Este “volte face”, por cierto, como también fue vaticinado en estas mismas páginas el año pasado, empezó con la derrota definitiva del kirchnerismo en las elecciones legislativas que pusieron término a las pretensiones de una reelección permanente (la idea era cambiar la Constitución, que sólo permite una reelección, pero la paliza que recibió el oficialismo y la división justicialista enterró el sueño). Viéndose débil y vulnerable, Cristina llamó a Jorge Capitanich a jefaturar el gabinete, con instrucciones de aminorar la demagogia de los hechos (sin dejar de exacerbar la de las palabras). Para asegurarse de que no se le pasara la mano a Capitanich en cuanto a la racionalidad y la sensatez, la mandataria colocó al inefable Kicillof en la cartera de Economía. Precisamente el hombre que más barbaridades ha dicho sobre el caso judicial que enfrenta al país con los “holdouts” y cuyo último aporte fue digno de un fulero de esquina: reemplazar los bonos de quienes sí aceptaron la quita con nuevos bonos pagaderos en Argentina para burlar a la justicia estadounidense, que podría embargar cualquier pago en Estados Unidos si no se cancela también lo adeudado a los “holdouts”. Dicho esto, y reiterando lo anterior, la demagogia de palabra no calza exactamente con la de hecho, pues mientras Kicillof decía esto, ya el gobierno trataba de negociar con el enemigo.

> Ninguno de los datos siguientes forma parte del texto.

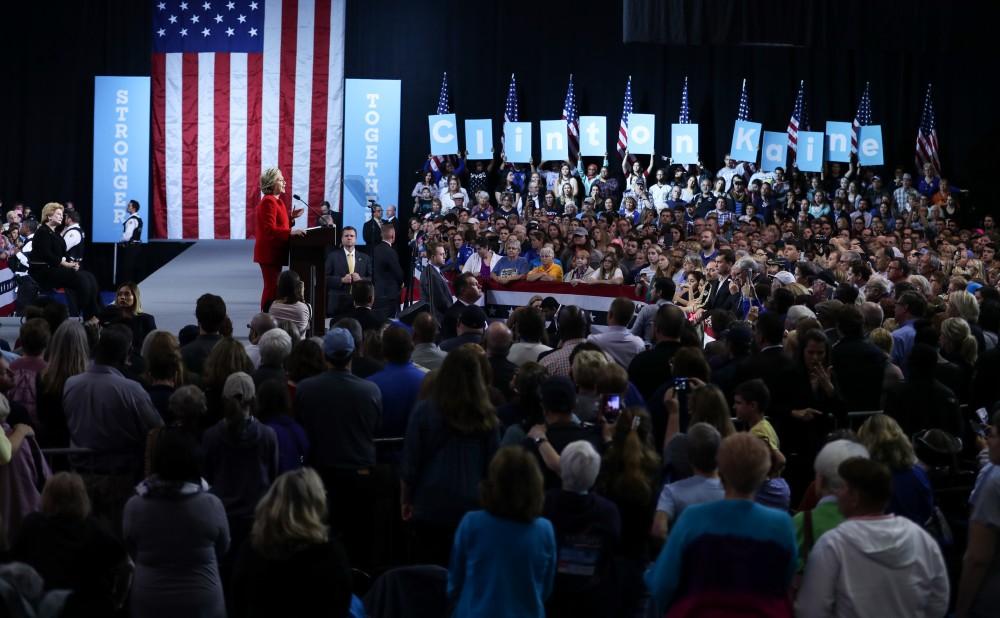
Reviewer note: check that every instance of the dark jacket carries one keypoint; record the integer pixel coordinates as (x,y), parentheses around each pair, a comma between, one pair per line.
(443,467)
(388,274)
(859,368)
(240,465)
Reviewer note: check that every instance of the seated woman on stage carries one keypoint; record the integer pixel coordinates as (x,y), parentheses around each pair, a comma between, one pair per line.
(50,268)
(290,304)
(127,298)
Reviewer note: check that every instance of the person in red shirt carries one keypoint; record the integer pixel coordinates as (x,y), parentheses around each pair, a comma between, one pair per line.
(272,232)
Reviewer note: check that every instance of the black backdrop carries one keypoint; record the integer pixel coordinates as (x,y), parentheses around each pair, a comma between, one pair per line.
(480,44)
(50,53)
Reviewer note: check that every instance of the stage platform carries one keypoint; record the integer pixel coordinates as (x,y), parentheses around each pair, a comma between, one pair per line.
(223,267)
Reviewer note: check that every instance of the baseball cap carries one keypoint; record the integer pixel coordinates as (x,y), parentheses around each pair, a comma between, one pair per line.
(558,394)
(338,343)
(784,277)
(239,386)
(473,317)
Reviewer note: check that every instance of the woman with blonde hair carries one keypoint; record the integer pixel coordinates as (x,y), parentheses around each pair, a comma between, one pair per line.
(50,268)
(450,438)
(503,562)
(68,355)
(273,230)
(608,272)
(911,489)
(292,565)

¿Cabe esperar algún resultado de la negociación? En principio, Argentina propone -en privado- pagarles el 20 por ciento a los “holdouts” y aplazar el resto (lo que, claro, se convertirá en una papa caliente para el próximo gobierno). Por su parte, los “holdouts” han dicho que están dispuestos a llegar a un acuerdo y nada indica que son incapaces de ceder: después de todo, si a alguien no interesa que el país entre en “default” es a ellos.

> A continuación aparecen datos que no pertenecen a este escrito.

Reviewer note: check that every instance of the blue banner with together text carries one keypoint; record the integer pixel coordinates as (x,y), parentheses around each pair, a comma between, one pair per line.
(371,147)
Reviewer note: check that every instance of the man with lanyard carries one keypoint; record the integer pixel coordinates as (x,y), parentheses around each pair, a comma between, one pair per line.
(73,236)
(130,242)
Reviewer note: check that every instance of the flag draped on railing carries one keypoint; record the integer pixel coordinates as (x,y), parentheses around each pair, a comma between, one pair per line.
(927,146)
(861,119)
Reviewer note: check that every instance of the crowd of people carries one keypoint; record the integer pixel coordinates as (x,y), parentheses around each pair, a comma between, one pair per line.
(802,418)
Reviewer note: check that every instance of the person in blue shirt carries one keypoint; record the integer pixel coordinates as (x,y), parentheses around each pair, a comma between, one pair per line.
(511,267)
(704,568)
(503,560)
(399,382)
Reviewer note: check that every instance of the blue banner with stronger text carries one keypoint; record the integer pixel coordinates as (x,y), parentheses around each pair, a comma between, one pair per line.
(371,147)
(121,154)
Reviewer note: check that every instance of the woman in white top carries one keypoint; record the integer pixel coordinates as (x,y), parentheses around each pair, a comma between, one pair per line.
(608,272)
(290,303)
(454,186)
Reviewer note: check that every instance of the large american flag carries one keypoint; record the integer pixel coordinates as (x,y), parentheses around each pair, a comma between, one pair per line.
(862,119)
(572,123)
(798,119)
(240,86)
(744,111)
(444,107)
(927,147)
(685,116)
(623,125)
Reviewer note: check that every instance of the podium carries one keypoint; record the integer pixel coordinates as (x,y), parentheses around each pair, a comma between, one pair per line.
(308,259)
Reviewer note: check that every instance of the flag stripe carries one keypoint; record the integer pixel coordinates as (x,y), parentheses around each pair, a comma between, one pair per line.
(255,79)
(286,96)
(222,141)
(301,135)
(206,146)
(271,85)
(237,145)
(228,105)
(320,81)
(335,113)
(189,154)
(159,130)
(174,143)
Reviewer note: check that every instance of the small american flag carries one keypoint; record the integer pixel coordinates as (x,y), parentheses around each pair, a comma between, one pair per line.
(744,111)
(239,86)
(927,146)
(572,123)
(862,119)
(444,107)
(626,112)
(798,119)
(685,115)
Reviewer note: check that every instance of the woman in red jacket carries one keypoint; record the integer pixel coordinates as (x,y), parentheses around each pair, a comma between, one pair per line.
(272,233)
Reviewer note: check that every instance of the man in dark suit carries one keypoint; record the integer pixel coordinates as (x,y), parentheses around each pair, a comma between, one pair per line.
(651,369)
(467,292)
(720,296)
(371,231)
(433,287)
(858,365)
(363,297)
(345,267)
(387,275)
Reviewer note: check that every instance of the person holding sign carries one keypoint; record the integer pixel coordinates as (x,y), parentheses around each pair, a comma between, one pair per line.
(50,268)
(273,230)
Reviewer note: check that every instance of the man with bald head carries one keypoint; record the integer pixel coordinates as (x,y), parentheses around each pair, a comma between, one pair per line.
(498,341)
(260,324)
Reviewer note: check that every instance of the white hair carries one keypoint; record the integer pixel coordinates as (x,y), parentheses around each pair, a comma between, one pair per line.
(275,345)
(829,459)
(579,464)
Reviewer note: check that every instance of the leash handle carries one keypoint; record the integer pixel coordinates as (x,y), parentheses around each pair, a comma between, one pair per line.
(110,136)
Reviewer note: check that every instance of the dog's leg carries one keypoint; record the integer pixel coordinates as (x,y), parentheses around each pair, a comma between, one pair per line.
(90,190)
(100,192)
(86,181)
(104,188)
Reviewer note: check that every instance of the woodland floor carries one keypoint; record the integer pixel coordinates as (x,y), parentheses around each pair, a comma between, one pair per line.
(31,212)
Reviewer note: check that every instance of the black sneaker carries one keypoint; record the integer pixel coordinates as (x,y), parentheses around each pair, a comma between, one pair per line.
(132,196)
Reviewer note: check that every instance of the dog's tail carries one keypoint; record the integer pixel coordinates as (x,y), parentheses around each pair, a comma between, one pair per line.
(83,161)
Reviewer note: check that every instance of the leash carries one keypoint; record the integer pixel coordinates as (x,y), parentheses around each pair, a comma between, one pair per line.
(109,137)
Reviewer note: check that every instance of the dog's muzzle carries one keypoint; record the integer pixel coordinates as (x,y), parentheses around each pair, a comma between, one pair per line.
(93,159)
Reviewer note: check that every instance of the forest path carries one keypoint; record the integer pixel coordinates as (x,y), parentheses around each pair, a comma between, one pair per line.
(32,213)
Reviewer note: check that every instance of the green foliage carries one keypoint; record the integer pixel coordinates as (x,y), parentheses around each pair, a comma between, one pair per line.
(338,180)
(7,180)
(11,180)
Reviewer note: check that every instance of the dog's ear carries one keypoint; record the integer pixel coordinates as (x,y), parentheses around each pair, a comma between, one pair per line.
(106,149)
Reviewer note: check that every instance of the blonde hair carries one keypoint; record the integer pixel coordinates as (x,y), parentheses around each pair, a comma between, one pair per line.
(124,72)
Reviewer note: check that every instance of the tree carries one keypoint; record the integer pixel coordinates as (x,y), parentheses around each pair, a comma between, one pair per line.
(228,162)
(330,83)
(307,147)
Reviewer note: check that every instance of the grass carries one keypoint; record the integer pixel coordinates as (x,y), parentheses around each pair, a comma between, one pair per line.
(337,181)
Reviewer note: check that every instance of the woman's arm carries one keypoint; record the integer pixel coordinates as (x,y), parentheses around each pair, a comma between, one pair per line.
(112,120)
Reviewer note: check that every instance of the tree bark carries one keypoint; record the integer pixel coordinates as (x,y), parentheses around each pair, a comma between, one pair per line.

Observando todo esto con nerviosismo están los potenciales reemplazantes de Cristina, que no quieren aparecer como aliados del enemigo exterior, pero tampoco desaprovechar la ocasión de apuntar el dedo a la principal responsable de este desaguisado. Sergio Massa, el disidente peronista de orígenes liberales (fue hombre de Alvaro Alsogaray en su día), lidera las encuestas con estrecho margen, seguido por Scioli, que sería el candidato oficialista, pero a quien la base peronista detesta. Acercándose a ellos está el jefe del gobierno de la ciudad de Buenos Aires, Mauricio Macri, mientras sigue siendo una incógnita la candidatura de la alianza Unen, que vincula al radicalismo, el socialismo y otras corrientes de izquierda moderada. Alguno de ellos tendrá que lidiar, más temprano que tarde, con la herencia envenenada de Cristina. Parte de esa herencia se llama Paul Singer.